Herb Sutter, in GotW #9 (and subsequently in "Exceptional C++"), makes a
distinction between "heap" and "free store" (hopefully, Herb won't sue me for
copying and pasting):
The following summarizes a C++ program's major distinct memory areas.
Note that some of the names (e.g., "heap") do not appear as such in
the draft.
Memory Area Characteristics and Object Lifetimes
-------------- ------------------------------------------------
Const Data The const data area stores string literals and
other data whose values are known at compile
time. No objects of class type can exist in
this area. All data in this area is available
during the entire lifetime of the program.
Further, all of this data is read-only, and the
results of trying to modify it are undefined.
This is in part because even the underlying
storage format is subject to arbitrary
optimization by the implementation. For
example, a particular compiler may store string
literals in overlapping objects if it wants to.
Stack The stack stores automatic variables. Typically
allocation is much faster than for dynamic
storage (heap or free store) because a memory
allocation involves only pointer increment
rather than more complex management. Objects
are constructed immediately after memory is
allocated and destroyed immediately before
memory is deallocated, so there is no
opportunity for programmers to directly
manipulate allocated but uninitialized stack
space (barring willful tampering using explicit
dtors and placement new).
Free Store The free store is one of the two dynamic memory
areas, allocated/freed by new/delete. Object
lifetime can be less than the time the storage
is allocated; that is, free store objects can
have memory allocated without being immediately
initialized, and can be destroyed without the
memory being immediately deallocated. During
the period when the storage is allocated but
outside the object's lifetime, the storage may
be accessed and manipulated through a void* but
none of the proto-object's nonstatic members or
member functions may be accessed, have their
addresses taken, or be otherwise manipulated.

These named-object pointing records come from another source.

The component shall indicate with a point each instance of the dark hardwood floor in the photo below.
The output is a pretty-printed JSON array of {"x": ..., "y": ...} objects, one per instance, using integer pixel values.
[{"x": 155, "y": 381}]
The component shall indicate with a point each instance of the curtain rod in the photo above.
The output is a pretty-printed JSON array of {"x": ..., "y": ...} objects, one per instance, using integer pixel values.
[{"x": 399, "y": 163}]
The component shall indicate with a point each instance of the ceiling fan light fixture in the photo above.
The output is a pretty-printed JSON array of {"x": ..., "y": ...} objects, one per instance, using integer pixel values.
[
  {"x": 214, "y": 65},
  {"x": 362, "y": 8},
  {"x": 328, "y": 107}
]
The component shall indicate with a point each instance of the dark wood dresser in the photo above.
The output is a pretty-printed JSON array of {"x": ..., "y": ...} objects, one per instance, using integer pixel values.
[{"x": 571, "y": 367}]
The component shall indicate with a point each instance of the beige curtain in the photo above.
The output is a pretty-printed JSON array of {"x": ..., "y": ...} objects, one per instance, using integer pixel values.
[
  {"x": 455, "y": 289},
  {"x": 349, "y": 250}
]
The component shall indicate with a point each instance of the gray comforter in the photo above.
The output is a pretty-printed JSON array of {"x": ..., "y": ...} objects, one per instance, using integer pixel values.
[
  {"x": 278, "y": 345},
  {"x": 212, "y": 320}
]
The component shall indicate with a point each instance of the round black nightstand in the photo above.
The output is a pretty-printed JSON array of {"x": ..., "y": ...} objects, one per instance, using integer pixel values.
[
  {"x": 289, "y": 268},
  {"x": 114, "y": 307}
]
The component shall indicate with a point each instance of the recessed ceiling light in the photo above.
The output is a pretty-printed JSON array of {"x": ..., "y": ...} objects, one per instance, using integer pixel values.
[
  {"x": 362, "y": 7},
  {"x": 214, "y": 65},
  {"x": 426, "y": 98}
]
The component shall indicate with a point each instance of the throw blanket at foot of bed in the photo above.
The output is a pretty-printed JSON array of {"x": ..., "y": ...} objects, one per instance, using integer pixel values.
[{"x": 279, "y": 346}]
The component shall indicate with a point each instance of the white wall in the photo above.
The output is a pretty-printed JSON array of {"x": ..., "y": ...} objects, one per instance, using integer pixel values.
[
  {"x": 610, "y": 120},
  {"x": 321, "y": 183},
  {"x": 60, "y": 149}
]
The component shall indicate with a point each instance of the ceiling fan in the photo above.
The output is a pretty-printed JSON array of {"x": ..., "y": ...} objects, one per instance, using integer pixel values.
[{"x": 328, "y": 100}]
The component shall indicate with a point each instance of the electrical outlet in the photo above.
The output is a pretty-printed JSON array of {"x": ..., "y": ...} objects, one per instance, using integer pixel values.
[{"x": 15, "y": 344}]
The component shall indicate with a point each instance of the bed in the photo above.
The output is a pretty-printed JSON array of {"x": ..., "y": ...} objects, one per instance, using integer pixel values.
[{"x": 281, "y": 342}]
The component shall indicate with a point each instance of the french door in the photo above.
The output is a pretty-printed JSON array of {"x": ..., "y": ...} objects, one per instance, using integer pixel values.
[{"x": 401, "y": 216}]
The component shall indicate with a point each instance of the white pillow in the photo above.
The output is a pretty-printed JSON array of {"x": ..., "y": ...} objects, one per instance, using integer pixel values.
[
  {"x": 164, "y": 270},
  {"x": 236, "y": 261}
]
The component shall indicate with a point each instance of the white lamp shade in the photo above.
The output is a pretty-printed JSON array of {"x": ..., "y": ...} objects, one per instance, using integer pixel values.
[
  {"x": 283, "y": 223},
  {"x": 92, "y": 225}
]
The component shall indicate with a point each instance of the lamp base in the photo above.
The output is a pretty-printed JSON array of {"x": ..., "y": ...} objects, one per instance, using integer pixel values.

Heap The heap is the other dynamic memory area,
allocated/freed by malloc/free and their
variants. Note that while the default global
new and delete might be implemented in terms of
malloc and free by a particular compiler, the
heap is not the same as free store and memory
allocated in one area cannot be safely
deallocated in the other. Memory allocated from
the heap can be used for objects of class type
by placement-new construction and explicit
destruction. If so used, the notes about free
store object lifetime apply similarly here.
Global/Static Global or static variables and objects have
their storage allocated at program startup, but
may not be initialized until after the program
has begun executing. For instance, a static
variable in a function is initialized only the
first time program execution passes through its
definition. The order of initialization of
global variables across translation units is not
defined, and special care is needed to manage
dependencies between global objects (including
class statics). As always, uninitialized proto-
objects' storage may be accessed and manipulated
through a void* but no nonstatic members or
member functions may be used or referenced
outside the object's actual lifetime.
Note about Heap vs. Free Store: We distinguish between "heap" and
"free store" because the draft deliberately leaves unspecified the
question of whether these two areas are related. For example,
when memory is deallocated via operator delete, 18.4.1.1 states:
It is unspecified under what conditions part or all of such
reclaimed storage is allocated by a subsequent call to operator new
or any of calloc, malloc, or realloc, declared in <cstdlib>.
Similarly, it is unspecified whether new/delete is implemented in
terms of malloc/free or vice versa in a given implementation.
Effectively, the two areas behave differently and are accessed
differently -- so be sure to use them differently!